Citizenship is a verb. Yes, I know Merriam-Webster says it is a noun: “the status of being a citizen.”
I am writing, however, about what we do or, more importantly, do not do with that status. The exercising, if you will, of our duties and responsibilities as citizens. U.S. Citizenship and Immigration Services defines these responsibilities as:
• Support and defend the Constitution.
• Stay informed of the issues affecting your community.
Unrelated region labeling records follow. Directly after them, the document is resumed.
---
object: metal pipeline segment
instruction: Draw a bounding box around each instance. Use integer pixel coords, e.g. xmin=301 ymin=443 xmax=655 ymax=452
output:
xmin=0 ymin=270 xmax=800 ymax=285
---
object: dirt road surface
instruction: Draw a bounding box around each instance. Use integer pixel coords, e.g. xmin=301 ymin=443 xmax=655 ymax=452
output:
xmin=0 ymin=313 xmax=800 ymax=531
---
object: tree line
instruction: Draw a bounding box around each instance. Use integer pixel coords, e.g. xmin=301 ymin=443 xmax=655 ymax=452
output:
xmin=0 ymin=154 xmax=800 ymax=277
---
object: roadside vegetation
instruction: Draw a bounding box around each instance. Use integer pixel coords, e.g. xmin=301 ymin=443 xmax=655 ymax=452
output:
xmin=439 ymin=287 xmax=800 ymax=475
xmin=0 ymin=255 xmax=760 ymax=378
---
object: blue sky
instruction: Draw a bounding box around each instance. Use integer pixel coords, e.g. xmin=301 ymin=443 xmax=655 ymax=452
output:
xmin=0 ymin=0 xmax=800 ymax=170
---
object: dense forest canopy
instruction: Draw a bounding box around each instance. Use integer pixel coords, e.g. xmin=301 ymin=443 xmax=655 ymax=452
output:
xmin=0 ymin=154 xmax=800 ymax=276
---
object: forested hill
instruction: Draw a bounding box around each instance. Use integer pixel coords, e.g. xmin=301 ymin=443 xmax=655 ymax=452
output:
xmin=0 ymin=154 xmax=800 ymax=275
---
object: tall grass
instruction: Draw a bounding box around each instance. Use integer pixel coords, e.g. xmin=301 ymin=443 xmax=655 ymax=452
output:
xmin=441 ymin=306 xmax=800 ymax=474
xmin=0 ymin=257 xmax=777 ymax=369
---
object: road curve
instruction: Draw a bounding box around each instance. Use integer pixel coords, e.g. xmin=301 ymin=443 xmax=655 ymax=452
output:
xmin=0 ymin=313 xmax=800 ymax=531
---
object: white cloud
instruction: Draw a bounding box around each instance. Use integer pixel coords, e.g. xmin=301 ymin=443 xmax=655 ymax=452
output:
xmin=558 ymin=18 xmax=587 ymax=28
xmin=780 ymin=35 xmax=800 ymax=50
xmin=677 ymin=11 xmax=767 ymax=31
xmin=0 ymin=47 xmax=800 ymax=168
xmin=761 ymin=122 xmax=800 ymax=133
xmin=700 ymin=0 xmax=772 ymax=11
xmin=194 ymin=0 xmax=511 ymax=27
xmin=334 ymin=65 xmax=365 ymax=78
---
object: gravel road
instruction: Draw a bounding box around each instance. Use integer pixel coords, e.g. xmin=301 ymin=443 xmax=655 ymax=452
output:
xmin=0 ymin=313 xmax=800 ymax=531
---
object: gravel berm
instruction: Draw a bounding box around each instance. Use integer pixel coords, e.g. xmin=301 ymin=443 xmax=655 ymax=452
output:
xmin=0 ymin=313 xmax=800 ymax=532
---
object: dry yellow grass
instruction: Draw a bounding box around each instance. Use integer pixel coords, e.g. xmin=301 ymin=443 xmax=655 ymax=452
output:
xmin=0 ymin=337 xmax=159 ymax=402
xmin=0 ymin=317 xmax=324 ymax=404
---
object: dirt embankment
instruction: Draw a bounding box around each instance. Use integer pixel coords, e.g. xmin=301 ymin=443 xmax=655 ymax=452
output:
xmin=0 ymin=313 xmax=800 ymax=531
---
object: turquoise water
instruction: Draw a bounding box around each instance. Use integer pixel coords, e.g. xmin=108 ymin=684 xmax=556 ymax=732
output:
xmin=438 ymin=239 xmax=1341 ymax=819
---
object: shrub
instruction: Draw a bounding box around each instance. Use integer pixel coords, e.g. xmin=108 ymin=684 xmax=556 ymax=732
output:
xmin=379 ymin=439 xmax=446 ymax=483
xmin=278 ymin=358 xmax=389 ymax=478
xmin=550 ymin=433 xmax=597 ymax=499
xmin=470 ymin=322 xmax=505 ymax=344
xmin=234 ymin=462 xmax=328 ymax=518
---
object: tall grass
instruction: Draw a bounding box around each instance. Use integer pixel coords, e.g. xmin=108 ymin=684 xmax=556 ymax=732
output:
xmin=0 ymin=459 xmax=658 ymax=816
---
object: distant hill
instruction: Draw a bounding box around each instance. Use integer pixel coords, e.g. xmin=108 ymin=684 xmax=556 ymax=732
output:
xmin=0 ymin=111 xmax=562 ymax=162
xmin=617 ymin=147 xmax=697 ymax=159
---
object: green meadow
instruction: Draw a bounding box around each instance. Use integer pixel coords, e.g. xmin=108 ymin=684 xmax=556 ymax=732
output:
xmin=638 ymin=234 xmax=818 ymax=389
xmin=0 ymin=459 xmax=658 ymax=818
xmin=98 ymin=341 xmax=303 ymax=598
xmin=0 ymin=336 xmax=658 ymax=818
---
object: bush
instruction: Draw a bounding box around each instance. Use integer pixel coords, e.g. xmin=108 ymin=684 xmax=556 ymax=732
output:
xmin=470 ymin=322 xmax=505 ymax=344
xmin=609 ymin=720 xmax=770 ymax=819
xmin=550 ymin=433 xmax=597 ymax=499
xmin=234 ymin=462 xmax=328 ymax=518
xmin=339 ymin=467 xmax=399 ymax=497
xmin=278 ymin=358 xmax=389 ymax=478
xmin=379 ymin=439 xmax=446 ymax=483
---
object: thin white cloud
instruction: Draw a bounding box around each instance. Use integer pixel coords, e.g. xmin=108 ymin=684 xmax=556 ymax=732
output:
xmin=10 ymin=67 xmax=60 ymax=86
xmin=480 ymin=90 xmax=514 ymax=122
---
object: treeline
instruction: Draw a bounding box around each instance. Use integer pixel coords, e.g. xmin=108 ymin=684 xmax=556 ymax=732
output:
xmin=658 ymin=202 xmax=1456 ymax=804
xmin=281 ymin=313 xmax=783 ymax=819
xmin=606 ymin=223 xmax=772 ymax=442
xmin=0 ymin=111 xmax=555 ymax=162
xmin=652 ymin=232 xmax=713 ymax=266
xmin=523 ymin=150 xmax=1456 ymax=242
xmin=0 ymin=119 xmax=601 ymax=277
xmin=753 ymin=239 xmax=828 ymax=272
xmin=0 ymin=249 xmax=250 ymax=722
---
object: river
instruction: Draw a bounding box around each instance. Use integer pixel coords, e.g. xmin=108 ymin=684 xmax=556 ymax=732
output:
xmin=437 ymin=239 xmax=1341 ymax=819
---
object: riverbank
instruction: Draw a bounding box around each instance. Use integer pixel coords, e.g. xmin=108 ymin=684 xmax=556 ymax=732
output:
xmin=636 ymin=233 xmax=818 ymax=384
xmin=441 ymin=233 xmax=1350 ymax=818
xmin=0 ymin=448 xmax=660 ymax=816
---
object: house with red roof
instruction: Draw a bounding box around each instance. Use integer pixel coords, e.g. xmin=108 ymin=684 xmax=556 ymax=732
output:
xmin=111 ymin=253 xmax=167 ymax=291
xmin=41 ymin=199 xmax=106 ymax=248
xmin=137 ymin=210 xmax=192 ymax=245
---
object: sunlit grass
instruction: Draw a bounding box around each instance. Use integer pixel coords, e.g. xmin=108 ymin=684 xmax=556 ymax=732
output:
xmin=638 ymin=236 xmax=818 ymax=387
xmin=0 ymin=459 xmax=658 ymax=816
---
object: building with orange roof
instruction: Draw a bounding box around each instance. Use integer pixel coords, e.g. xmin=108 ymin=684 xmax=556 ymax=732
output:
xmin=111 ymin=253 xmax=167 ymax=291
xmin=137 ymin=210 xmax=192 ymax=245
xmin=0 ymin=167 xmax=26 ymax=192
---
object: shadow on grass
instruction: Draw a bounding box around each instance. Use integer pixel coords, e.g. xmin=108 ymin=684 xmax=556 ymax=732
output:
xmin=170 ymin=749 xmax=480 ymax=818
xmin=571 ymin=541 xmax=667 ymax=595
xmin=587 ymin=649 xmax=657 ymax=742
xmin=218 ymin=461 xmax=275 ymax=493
• Participate in the democratic process.
• Respect and obey federal, state, and local laws.
• Respect the rights, beliefs, and opinions of others.
• Participate in your local community.
• Pay income and other taxes honestly, and on time, to federal, state, and local authorities.
• Serve on a jury when called upon.
• Defend the country if the need should arise.
While all are important — and vital to keeping our republic, I might add — participation in the democratic process would seem to be the one upon which all the others rest.
With this in mind, I point out that the 2023-2024 school year will be the first where Indiana’s middle school students are required to take a one-semester civics course before starting high school. Civics — going briefly back to Merriam-Webster — is defined as “a social science dealing with the rights and duties of citizens.”
The course and its resulting academic standards are the result of Gov. Eric Holcomb signing House Bill 1384 into law in 2021. Hence, during the second semester of sixth grade, students will learn about the foundations and function of government and the role of citizens. Classroom discussions will also center around such things as the three branches of government, elections, and property taxes. The civics course aims to provide students with an initial foundation of civics education and some topics will be covered again during students’ senior year government class.
The genesis of the course stems from stubbornly low voter turnout. Additionally, the University of Pennsylvania’s Annenberg Public Policy Center has reported that just 26% of Americans could name the aforementioned branches of government, and the Institute for Citizens and Scholars has estimated that only 1 in 3 Americans could pass the nation’s Citizenship Test. Further, between September 2020 and September 2021, less than a quarter of American adults volunteered for a civic organization – the smallest share of the population since 2002, when the Census Bureau and the national service agency AmeriCorps began keeping track.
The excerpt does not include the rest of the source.